Mike and I celebrated our 15 year anniversary in January. And to keep it all brief but honest…over the past 2 years, Mike and I discovered the depths of marital un-bliss (that hyphenated word is the biggest understatement of this blogs life, for the record). We hear this isn’t uncommon at this stage in the journey…but  oh, my. That’s the stuff that’ll make or break you as a person and a family. And thankfully, it did end up making us and continues to makes us better than that initial marital bliss of the early years. So….if you are wading through the thick of it. I’ve been there. Drop me a line. We can chat it out over a shared slice of cake across the table or across the miles.

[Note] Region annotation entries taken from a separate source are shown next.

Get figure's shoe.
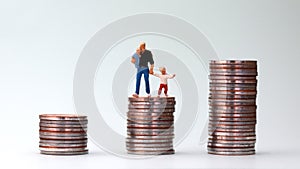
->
[132,93,139,98]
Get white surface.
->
[0,0,300,169]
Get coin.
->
[41,150,88,155]
[39,114,87,120]
[127,149,175,155]
[207,60,258,155]
[39,114,88,155]
[126,97,176,155]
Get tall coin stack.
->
[126,97,175,155]
[39,114,88,155]
[207,60,257,155]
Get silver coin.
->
[209,116,256,122]
[209,131,256,137]
[208,127,255,133]
[207,142,255,148]
[208,75,257,81]
[126,143,173,148]
[128,97,175,102]
[39,122,87,128]
[127,147,173,151]
[208,109,257,117]
[209,67,257,73]
[128,107,175,113]
[40,127,86,132]
[208,151,255,156]
[209,105,257,111]
[129,101,176,105]
[207,146,255,152]
[127,114,174,119]
[40,142,87,148]
[127,112,174,116]
[127,128,174,132]
[209,86,256,91]
[208,95,256,101]
[209,120,256,125]
[210,71,258,77]
[128,102,175,107]
[40,139,88,144]
[208,135,256,141]
[127,135,174,140]
[126,137,173,144]
[40,119,88,125]
[209,111,256,118]
[39,130,86,137]
[208,139,256,144]
[127,149,175,155]
[210,90,257,95]
[40,146,86,152]
[208,124,256,129]
[39,114,87,121]
[127,117,174,124]
[209,78,257,84]
[127,121,174,127]
[128,105,175,109]
[208,100,256,106]
[39,134,87,140]
[209,99,256,103]
[127,123,173,128]
[209,63,257,69]
[209,60,257,65]
[210,67,257,73]
[209,82,257,87]
[127,131,174,136]
[40,150,88,155]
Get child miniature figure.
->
[153,67,176,97]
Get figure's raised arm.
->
[131,57,136,64]
[168,74,176,79]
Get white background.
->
[0,0,300,169]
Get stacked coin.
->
[207,60,257,155]
[126,97,175,155]
[39,114,88,155]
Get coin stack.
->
[39,114,88,155]
[126,97,176,155]
[207,60,257,155]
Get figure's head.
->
[159,67,167,75]
[140,42,146,51]
[136,48,141,55]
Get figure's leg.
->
[158,84,163,96]
[143,69,150,95]
[135,72,143,95]
[164,84,168,96]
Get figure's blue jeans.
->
[135,69,150,94]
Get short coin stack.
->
[207,60,257,155]
[39,114,88,155]
[126,97,175,155]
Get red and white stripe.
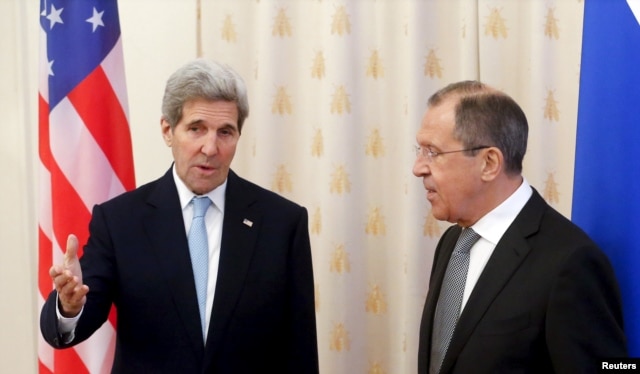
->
[38,13,135,374]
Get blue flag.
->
[572,0,640,357]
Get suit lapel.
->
[207,171,262,357]
[441,189,546,373]
[144,169,204,357]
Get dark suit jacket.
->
[40,169,318,374]
[418,190,627,374]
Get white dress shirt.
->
[173,165,227,341]
[460,178,533,313]
[56,165,227,343]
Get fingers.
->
[64,234,78,266]
[49,266,89,317]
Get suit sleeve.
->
[545,246,627,373]
[288,208,319,373]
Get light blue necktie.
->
[188,196,211,338]
[429,227,480,374]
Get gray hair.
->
[162,58,249,133]
[428,81,529,174]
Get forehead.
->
[417,98,457,145]
[182,99,238,123]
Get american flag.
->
[38,0,135,373]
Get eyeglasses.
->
[413,145,491,163]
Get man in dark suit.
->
[40,59,318,374]
[413,81,627,374]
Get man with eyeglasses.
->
[413,81,627,374]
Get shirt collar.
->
[472,177,533,245]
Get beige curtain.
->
[198,0,583,374]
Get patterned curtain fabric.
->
[197,0,584,374]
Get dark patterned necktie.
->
[429,228,480,374]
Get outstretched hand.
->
[49,234,89,317]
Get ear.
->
[481,147,504,181]
[160,118,173,147]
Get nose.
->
[413,157,431,178]
[200,131,218,157]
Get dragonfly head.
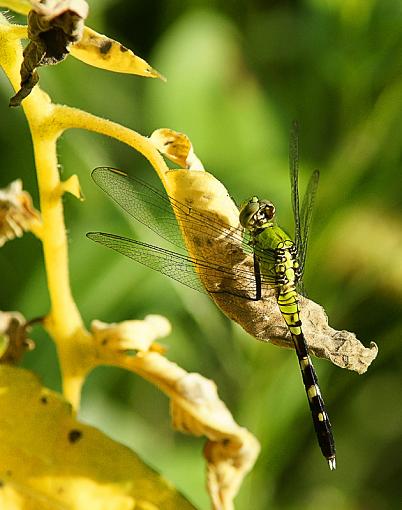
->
[240,197,275,230]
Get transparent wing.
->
[289,121,301,251]
[92,167,251,252]
[87,232,274,299]
[299,170,320,275]
[92,167,274,262]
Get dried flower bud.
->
[0,312,34,364]
[91,315,171,351]
[0,179,39,247]
[10,0,88,106]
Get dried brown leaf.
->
[0,179,40,247]
[149,127,378,374]
[0,312,33,365]
[10,0,88,106]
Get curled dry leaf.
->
[91,315,171,351]
[70,27,166,81]
[0,179,40,247]
[10,0,88,106]
[149,128,204,170]
[0,312,33,365]
[149,130,378,374]
[171,373,260,510]
[105,351,260,510]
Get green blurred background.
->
[0,0,402,510]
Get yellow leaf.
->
[0,366,194,510]
[70,27,165,81]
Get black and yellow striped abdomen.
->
[274,240,335,469]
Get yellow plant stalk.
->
[0,9,259,510]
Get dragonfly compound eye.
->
[239,197,260,228]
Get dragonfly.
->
[87,125,336,470]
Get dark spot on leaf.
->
[99,41,112,55]
[68,429,82,443]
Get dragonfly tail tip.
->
[327,457,336,471]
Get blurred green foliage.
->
[0,0,402,510]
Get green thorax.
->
[251,222,292,250]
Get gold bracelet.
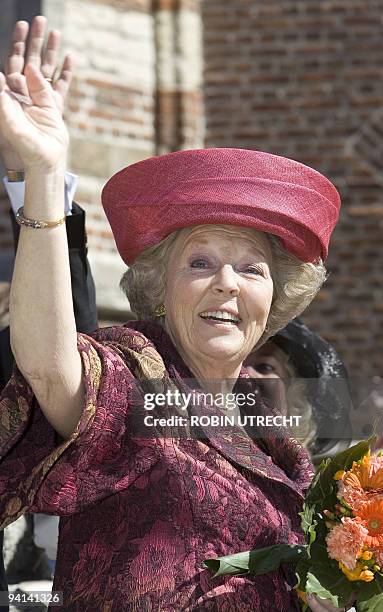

We have bought a 1920’s home in a small sleepy town in Ohio. And its becoming a bit more than we bargained for. So likely, as I dive back into the land of Art of Homemaking here and there, you’ll get a glimpse into the happenings at our own version of This Old House.
Speaking of that domestic goodness that fills my creative bucket…
On the cooking front...when not in NYC or DC you'll find my nose in a cookbook or whipping up something in our makeshift summer kitchen.  My true kitchen is torn down to the studs, so cooking or baking nowadays usually involves a griddle or grill. And I have a seriously uh-ma-zing recipe to share soon…maybe I’ll tackle that this week. Hold me to it!
I haven’t sewn in a few (many few) months. But there’s some crafting action about to start up again…my fingertips are missing needle pricks.
We spend loads of time outdoors right now. Tennis, hiking, picnicking, kayaking, frolicking on lakefronts and exploring our new town.
And I do travel away from home more… NYC mostly. And although four years ago I couldn’t have dreamed up a scenario in which I was sitting, having coffee and oats by Grand Central Terminal alone after 3 grueling days of meetings, it really IS dreamy to be here in this moment. Yes, I miss those kiddos desperately and Mike even more so. Choosing whether to venture from the hotel for dinner at 9pm or just sleep because rest seems more necessary than meeting the calorie consumption I missed by only eating a beet and arugula salad at a lunch meeting… that feels a far cry from sewing marathons at the kitchen table with a pie baking in the oven and the kids playing Uno in the next room over.
But in reality, I do still get those times. Just less frequent than before. But that’s not a bad thing. Pie everyday isn’t so good for the blood sugar levels, anyhow.
My phone goes off on the weekends (I’m not ignoring your texts, friends and family!) and I keep an office away from home now so the Smith Homestead has once again become simply, home.
Any entrepreneur knows the demands of time and focus that creating something requires in the early stages. I can see how easy it would be to slip into that pattern long term…I’ve been tempted to dip my toe into that high productivity, all-else-takes-a-backseat world.
But I said 'no' to the temptation. And I'm so proud of myself for giving myself permission to do that.
Today I’ll head home after a glorious week doing the work I love.
Next week spend some time camping with those three amazing boys.  
The days are long but the years are short.